Lust Killer
- Cover
- Author: Ann Rule
- Language: English
- Genre: True crime
- Publisher: Berkley Books
- Publication date: June 7, 1983
- Publication place: United States
- Published in English: 1983
- Pages: 238
- ISBN: 978-0-451-16687-6

= Lust Killer (book) =

1983 book by Ann Rule

Lust Killer is a 1983 true crime book written by Ann Rule under the pseudonym Andy Stack. The book tells the story of serial killer Jerry Brudos, who killed four young women in Oregon in the late 1960s, motivated by the fetishization of women's feet, lingerie, and shoes.

== Background ==
Ann Rule became known as an author in 1980 when she published the book The Stranger Beside Me, which tells her account as a coworker and a friend of serial killer Ted Bundy, whom she met at a crisis hotline center in Seattle in 1971. Rule recalled nothing disturbing in Bundy's personality, describing him instead as kind and empathetic.

After the success of The Stranger Beside Me, Rule began a career as a true crime writer, publishing many books about American criminals in the years that followed. Her writing style and how she dealt with Bundy's case have drawn both praise and criticism.

== Plot summary ==
=== First part ===
In the late 1960s in Salem, Oregon, a local electrician named Jerry Brudos was known as a gentle family man who lived with his wife and two children. However, Brudos's sexual life harbors dark secrets revolving around hatred and violence towards women, with a deep obsession for women's foot fetishism, lingerie, and female high heels. By 1967, Brudos's obsessions worsen; he forbids his wife from entering the garage workshop, where he keeps a large freezer.

Brudos's actions are narrated in the first part of the book, showing his escalating violence, which goes from stalking women and stealing lingerie and female shoes to abduction, torture, rape, and murder. Brudos forces his young victims—females aged 18 to 24 years old—to pose for photographs while using his fetishistic items and engage in sadistic bondage. After murdering them, Brudos's sexual sadism does not relent, escalating into necrophilia and mutilation. Once he takes photographs of the bodies in different positions and accessories, he disposes of the bodies in local rivers.

=== Second part ===
In the second half of the book, Rule narrates the local police investigation led by Lieutenant James Stovall. Facing missing women cases leaving no trace, Stovall and his department frantically look for physical evidence about the person behind the disappearances. After two fishermen find body parts in a shallow section of the Long Tom River, investigation leads to clues linking the killer to tools used by an electrician. Subsequent inquiries with students at Oregon State University (OSU) reveal a pattern of harassment by a man identifying himself as a Vietnam veteran.

Around the dates that fishermen found the remains of two victims in the river, Brudos met with a young woman and a student at OSU. During the conversation with the woman, Brudos made a mention of the bodies found at Long Tom River, asking her how she knew that he would not take her to the river and strangle her. The evidence from the particular electrician's wiring with which the victims had been tied was quickly linked to Brudos after the OSU student tipped him off with police. Following detectives' instructions, the woman arranged another meeting with Brudos, whereupon police apprehended and interrogated him, leading to the discovery of gruesome evidence at his home.

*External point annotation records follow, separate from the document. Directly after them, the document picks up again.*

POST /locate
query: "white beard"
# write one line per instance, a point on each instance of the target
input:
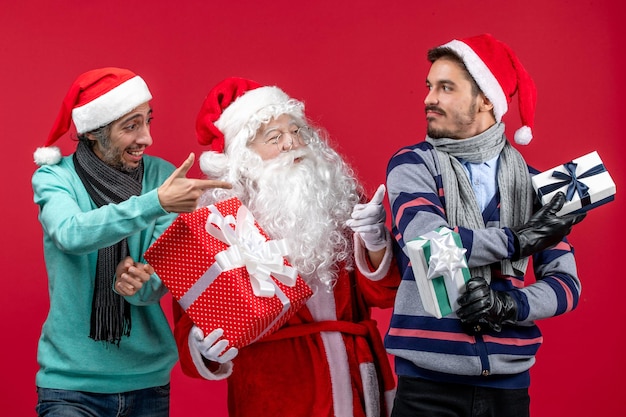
(306, 203)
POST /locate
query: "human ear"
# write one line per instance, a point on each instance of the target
(484, 103)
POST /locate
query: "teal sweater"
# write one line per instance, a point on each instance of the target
(73, 231)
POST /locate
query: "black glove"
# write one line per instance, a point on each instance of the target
(480, 305)
(544, 229)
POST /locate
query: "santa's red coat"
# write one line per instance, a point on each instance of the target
(328, 360)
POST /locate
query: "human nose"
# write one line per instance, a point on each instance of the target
(145, 137)
(431, 97)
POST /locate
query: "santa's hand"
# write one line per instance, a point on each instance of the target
(368, 221)
(209, 346)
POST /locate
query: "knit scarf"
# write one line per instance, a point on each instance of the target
(110, 312)
(513, 184)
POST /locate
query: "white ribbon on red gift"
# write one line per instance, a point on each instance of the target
(446, 258)
(262, 258)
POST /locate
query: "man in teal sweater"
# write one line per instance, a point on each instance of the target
(106, 346)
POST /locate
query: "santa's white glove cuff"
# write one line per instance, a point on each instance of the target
(211, 347)
(368, 221)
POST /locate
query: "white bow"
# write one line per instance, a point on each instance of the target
(445, 257)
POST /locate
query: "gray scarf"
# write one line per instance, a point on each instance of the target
(516, 195)
(110, 312)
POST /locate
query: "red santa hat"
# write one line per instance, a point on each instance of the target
(95, 99)
(230, 106)
(499, 74)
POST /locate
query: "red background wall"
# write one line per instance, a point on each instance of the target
(360, 67)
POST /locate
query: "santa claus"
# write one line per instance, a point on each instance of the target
(328, 360)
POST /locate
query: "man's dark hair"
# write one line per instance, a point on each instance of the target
(447, 53)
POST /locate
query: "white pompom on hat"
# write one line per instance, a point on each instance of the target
(499, 74)
(95, 99)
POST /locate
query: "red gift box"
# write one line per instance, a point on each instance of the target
(226, 273)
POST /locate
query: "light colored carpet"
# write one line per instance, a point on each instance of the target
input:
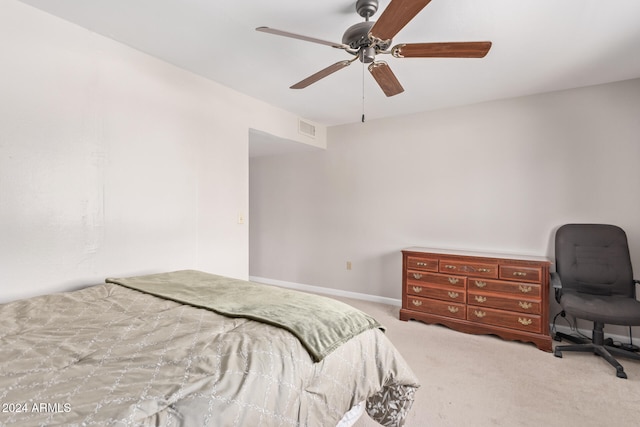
(482, 380)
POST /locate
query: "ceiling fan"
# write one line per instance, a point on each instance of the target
(367, 39)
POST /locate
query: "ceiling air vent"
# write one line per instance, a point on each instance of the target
(306, 128)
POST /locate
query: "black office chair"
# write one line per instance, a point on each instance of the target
(594, 281)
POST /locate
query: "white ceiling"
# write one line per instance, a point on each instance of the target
(538, 46)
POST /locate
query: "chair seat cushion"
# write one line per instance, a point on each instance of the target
(613, 310)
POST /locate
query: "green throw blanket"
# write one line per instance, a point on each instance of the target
(321, 324)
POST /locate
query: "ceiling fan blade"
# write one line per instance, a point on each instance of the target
(301, 37)
(322, 74)
(387, 81)
(442, 50)
(395, 17)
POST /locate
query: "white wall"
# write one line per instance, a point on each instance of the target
(113, 163)
(499, 176)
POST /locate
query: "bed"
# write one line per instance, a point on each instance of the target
(189, 348)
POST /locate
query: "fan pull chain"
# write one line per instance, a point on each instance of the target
(363, 65)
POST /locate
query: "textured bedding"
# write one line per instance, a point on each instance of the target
(332, 324)
(110, 355)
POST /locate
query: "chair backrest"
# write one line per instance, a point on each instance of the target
(594, 259)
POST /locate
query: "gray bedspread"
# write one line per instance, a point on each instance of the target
(109, 355)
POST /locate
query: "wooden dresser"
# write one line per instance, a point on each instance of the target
(478, 293)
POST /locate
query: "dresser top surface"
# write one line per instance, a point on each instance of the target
(480, 254)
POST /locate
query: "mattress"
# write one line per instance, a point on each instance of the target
(113, 355)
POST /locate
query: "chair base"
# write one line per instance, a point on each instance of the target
(595, 346)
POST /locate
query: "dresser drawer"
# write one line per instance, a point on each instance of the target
(501, 286)
(438, 292)
(425, 264)
(441, 308)
(524, 322)
(520, 273)
(469, 268)
(522, 305)
(418, 277)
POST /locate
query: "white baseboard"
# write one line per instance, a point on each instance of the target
(327, 291)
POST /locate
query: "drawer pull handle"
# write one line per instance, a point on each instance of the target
(525, 289)
(525, 322)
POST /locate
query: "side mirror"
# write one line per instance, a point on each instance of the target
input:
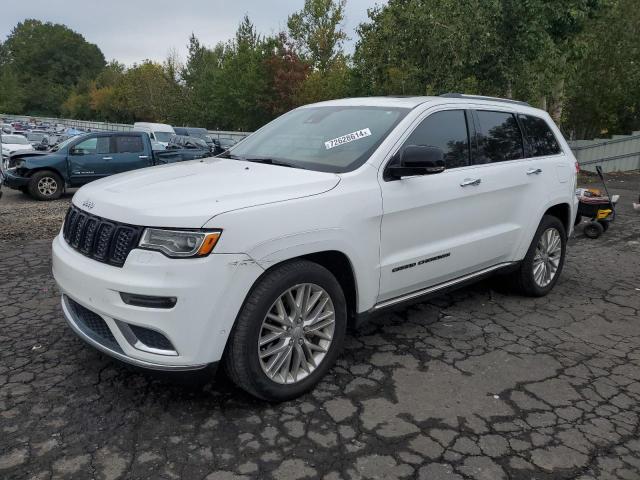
(418, 160)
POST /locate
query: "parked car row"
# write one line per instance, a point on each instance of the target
(82, 159)
(42, 160)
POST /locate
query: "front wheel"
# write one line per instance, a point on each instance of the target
(289, 332)
(541, 267)
(45, 185)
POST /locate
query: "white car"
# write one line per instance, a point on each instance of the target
(13, 144)
(330, 213)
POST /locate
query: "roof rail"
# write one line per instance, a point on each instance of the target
(480, 97)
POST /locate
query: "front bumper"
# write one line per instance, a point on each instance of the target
(209, 291)
(13, 180)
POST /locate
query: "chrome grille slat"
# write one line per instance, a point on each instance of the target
(98, 238)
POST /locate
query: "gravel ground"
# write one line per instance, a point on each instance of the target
(477, 384)
(23, 219)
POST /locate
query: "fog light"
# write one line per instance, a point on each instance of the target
(148, 301)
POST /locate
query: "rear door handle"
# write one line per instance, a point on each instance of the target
(470, 181)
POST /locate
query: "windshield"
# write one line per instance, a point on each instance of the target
(328, 139)
(14, 139)
(163, 136)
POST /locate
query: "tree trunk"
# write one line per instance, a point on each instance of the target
(556, 99)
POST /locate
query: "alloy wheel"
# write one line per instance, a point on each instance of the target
(47, 186)
(547, 257)
(296, 333)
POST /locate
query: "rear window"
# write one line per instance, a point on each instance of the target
(540, 138)
(129, 144)
(499, 137)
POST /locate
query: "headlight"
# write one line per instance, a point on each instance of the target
(180, 243)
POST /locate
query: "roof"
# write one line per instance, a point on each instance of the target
(414, 101)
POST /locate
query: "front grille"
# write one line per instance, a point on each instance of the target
(151, 338)
(103, 240)
(94, 323)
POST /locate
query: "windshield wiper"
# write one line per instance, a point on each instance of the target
(227, 154)
(272, 161)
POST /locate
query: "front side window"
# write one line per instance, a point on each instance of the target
(93, 146)
(163, 136)
(324, 138)
(499, 137)
(541, 140)
(446, 130)
(128, 144)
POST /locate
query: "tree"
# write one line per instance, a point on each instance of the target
(604, 86)
(49, 60)
(494, 47)
(317, 33)
(286, 73)
(11, 93)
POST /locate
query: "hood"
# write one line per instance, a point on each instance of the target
(188, 194)
(15, 147)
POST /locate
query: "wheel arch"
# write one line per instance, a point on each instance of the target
(47, 168)
(340, 266)
(562, 211)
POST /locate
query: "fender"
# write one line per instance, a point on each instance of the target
(278, 250)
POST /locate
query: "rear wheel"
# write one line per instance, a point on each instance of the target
(288, 333)
(541, 267)
(45, 185)
(593, 229)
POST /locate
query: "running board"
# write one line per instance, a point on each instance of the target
(438, 287)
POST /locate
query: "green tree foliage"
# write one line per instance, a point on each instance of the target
(11, 92)
(509, 48)
(48, 60)
(316, 32)
(604, 86)
(579, 59)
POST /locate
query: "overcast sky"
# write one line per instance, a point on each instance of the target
(132, 30)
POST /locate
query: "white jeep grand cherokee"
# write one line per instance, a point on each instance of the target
(260, 258)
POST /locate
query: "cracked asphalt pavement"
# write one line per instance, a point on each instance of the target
(477, 384)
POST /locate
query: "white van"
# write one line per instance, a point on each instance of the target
(160, 132)
(335, 211)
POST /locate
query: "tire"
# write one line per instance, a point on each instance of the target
(605, 224)
(246, 363)
(524, 278)
(593, 230)
(45, 185)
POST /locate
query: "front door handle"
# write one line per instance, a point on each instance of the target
(470, 181)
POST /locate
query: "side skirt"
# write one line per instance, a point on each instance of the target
(430, 292)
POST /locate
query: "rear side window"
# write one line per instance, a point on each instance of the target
(128, 144)
(499, 137)
(541, 140)
(448, 131)
(103, 146)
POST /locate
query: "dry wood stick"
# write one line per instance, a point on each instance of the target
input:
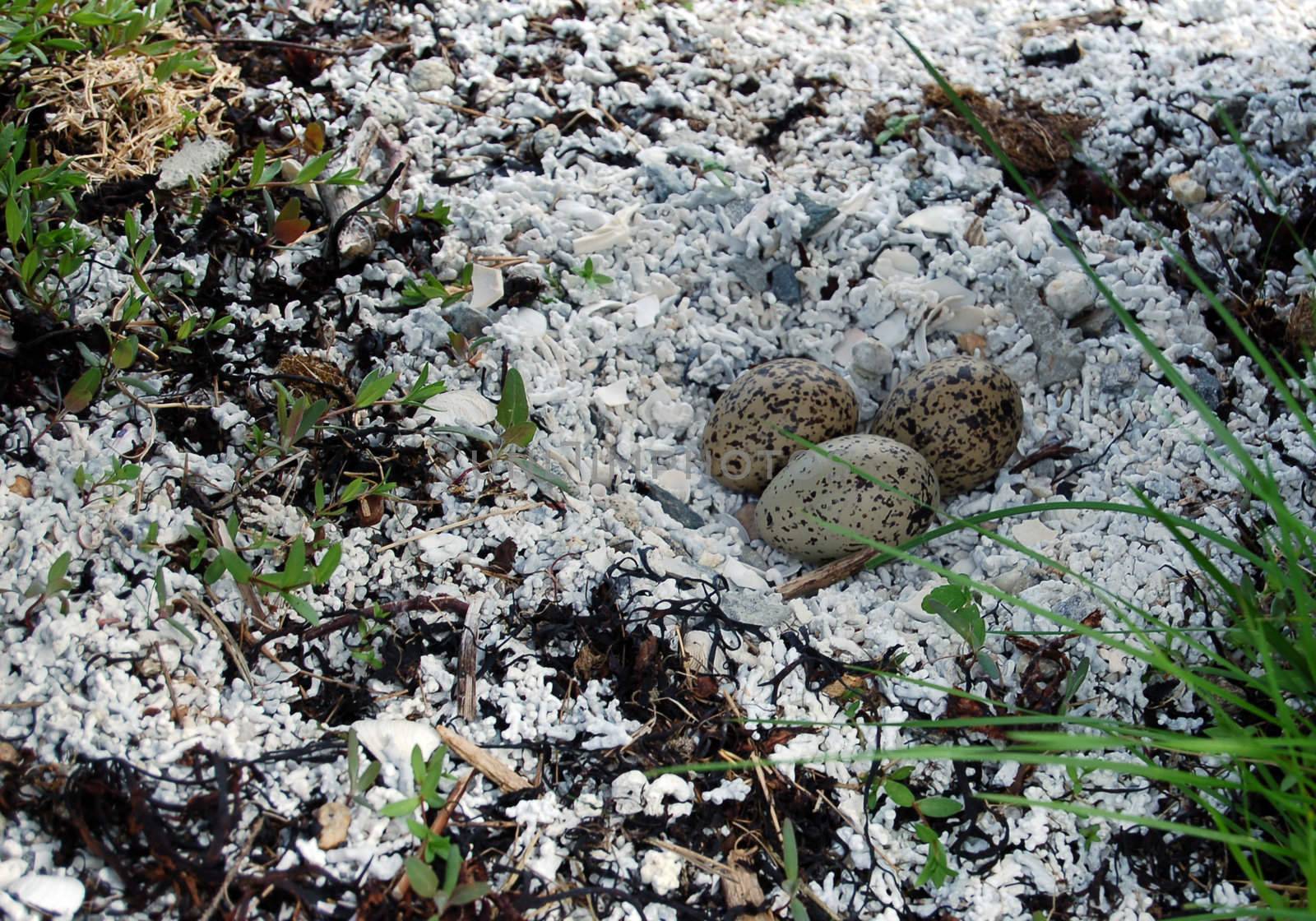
(826, 576)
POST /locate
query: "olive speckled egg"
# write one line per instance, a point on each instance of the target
(743, 447)
(816, 486)
(962, 414)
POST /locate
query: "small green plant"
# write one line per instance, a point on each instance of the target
(467, 352)
(122, 475)
(717, 171)
(420, 293)
(359, 780)
(285, 583)
(791, 868)
(433, 846)
(52, 587)
(368, 628)
(519, 431)
(895, 127)
(39, 201)
(591, 276)
(961, 609)
(936, 870)
(438, 212)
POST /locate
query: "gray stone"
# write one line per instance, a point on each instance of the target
(753, 273)
(1069, 294)
(431, 74)
(758, 609)
(1208, 387)
(665, 181)
(467, 322)
(545, 140)
(919, 190)
(1096, 322)
(1059, 359)
(1122, 375)
(819, 215)
(677, 510)
(1077, 607)
(785, 285)
(192, 161)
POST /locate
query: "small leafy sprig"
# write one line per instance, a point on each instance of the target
(283, 583)
(519, 431)
(936, 868)
(591, 275)
(359, 780)
(53, 585)
(960, 609)
(428, 287)
(438, 212)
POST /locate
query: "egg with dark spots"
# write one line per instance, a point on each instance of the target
(898, 503)
(743, 447)
(965, 414)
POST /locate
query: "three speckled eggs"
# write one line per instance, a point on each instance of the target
(944, 429)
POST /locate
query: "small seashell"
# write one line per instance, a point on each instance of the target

Drawing parallels with other serial killers, especially from the Pacific Northwest, Rule finds similarities between Brudos and Bundy, as well as others like Harvey Carignan and Randall Woodfield. Rule notes how some sexually sadistic killers are in need of control, power, and absolute dominance over women. Police arrested Brudos in May 1969 after searching his garage workshop, where investigators found dismembered body parts in a fridge, numerous female ornaments and shoes, and many Polaroid pictures of the victims, including of a woman's body hanging from the roof of Brudos's garage and positioned in front of a mirror, where Brudos's face can be seen.

== Reception ==
The book received positive reviews from critics. Anne Mendez, a book reviewer from Salem, Oregon, where Brudos committed his crimes, gave Lust Killer a five-star review. Mendez highlighted Rule's style of writing and ability to analyze serial killers' psychological profiles from her experiences with the Bundy case.

Hayley Newlin of Cemetery Dance Publications praised Rule as an exemplar of a true crime writer. Newlin said that Rule demonstrates a "spine-tingling, maddening web of terror while still harnessing the immense, crushing weight of loss and law enforcement’s desperation." She ended her positive review of the book by noting how Rule explains the evolution of Brudos's behavior from a childhood fascination for women's feet to extreme violence as an adult, which Newlin linked to male criminals and their toxic relationships with their mothers, as was Brudos's case.

Other reviews praising Rule came from outlets like the Seattle Times, the New York Daily News, The San Francisco Chronicle, among others.